La imagen positiva del Presidente ha perdido más de 7 puntos desde su pico en septiembre de 2025, reflejando un descontento generalizado en la población. La reforma laboral aprobada en el Congreso ha sido señalada como uno de los factores que han contribuido a este descenso en la aprobación. Según el estudio, el 44,6% de los encuestados no está de acuerdo con el proyecto de reforma laboral, mientras que solo el 35,1% lo apoya.
Además, la percepción sobre los efectos de la reforma laboral es negativa: el 56,5% cree que habrá menos empleo y el 56% estima que generará recesión económica. Este pesimismo se refleja en la falta de confianza en que el gobierno esté realizando un ajuste correcto, con el 47,2% de los encuestados creyendo que la Nación no se está ajustando como debería.
Por otro lado, la falta de liderazgo en la oposición también es un problema para el gobierno.

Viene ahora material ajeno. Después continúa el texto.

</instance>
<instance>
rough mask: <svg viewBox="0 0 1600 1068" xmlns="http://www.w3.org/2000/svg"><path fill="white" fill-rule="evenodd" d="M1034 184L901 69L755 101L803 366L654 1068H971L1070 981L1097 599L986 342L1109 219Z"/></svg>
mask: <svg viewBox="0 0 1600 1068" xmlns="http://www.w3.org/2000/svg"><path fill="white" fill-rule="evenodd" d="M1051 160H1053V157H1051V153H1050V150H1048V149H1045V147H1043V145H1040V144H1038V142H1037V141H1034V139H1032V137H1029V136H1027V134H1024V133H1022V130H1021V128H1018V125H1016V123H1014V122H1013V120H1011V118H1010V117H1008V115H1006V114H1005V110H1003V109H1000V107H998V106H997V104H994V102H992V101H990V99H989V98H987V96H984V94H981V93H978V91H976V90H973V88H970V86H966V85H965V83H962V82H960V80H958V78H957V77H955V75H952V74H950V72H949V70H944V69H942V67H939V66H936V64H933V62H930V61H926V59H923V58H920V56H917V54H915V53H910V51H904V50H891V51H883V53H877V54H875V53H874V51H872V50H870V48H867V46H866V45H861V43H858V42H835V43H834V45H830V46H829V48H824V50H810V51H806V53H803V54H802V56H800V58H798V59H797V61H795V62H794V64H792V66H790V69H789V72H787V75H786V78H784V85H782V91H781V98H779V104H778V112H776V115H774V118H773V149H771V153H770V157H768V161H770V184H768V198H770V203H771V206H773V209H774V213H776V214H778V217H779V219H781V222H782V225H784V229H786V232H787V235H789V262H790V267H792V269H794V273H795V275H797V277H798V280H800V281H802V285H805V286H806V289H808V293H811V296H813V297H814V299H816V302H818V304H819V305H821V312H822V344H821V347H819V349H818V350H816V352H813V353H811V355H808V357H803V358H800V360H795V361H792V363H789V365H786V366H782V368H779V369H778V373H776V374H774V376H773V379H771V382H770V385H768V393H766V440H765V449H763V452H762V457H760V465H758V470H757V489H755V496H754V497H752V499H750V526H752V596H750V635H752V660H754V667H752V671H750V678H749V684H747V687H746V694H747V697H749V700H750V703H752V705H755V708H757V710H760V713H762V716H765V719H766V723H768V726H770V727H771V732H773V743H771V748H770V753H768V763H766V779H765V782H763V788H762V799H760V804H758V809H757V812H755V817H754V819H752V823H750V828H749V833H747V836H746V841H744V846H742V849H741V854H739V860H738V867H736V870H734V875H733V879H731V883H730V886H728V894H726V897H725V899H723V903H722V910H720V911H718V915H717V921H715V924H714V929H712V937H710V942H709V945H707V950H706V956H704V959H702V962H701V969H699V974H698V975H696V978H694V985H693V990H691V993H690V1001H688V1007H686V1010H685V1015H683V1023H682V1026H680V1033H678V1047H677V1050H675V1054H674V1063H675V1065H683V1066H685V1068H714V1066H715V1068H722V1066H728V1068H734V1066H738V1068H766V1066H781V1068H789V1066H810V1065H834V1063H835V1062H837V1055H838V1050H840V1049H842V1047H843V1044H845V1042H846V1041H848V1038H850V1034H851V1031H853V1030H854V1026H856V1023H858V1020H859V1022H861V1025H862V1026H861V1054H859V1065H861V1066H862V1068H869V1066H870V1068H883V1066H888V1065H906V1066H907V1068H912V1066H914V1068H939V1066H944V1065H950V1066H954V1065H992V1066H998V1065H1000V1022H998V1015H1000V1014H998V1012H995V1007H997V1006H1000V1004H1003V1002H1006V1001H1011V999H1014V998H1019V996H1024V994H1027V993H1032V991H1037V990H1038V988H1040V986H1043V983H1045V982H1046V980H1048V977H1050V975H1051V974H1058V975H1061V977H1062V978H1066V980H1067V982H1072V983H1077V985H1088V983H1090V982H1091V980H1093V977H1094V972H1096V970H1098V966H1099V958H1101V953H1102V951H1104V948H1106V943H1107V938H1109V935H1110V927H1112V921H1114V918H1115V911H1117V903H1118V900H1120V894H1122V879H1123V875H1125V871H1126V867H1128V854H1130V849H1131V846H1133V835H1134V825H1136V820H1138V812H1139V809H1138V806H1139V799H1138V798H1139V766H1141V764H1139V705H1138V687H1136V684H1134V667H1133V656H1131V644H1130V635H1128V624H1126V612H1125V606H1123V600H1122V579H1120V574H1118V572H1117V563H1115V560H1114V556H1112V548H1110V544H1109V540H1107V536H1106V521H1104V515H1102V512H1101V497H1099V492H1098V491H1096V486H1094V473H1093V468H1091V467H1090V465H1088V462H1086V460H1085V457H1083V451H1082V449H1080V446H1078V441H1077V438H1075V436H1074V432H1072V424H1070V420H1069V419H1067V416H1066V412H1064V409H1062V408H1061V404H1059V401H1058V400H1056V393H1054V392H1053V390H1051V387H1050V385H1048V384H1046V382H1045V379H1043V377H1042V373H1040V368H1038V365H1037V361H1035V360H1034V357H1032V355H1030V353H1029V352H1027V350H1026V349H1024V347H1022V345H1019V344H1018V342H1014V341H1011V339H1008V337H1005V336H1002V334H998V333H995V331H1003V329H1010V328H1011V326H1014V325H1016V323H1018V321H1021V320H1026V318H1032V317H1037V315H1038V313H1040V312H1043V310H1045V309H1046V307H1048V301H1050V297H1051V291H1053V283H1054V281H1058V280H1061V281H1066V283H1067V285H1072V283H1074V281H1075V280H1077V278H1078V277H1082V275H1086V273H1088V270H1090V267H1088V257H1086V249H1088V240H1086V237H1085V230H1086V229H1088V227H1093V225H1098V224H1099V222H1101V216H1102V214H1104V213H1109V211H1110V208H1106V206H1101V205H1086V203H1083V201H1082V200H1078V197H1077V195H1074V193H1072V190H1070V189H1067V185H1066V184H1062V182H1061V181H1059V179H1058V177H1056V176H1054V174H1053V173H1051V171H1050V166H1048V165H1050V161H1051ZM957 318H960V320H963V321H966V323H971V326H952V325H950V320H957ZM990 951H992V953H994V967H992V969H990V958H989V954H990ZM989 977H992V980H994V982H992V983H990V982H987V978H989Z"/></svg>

Según el estudio, el 48,5% de los argentinos no identifica a ningún líder opositor claro, lo que dificulta la posibilidad de capitalizar la crisis de popularidad del oficialismo. Axel Kicillof, gobernador de la provincia de Buenos Aires, y Cristina Fernández de Kirchner son los líderes más mencionados, pero ninguno logra destacarse de manera contundente.
En resumen, el Gobierno Nacional enfrenta un desafío importante para recuperar la confianza de la población y revertir la tendencia negativa en su aprobación. La reforma laboral y la percepción de un ajuste inadecuado son puntos críticos que deben abordarse con urgencia para evitar mayores niveles de descontento y desconfianza en la gestión gubernamental.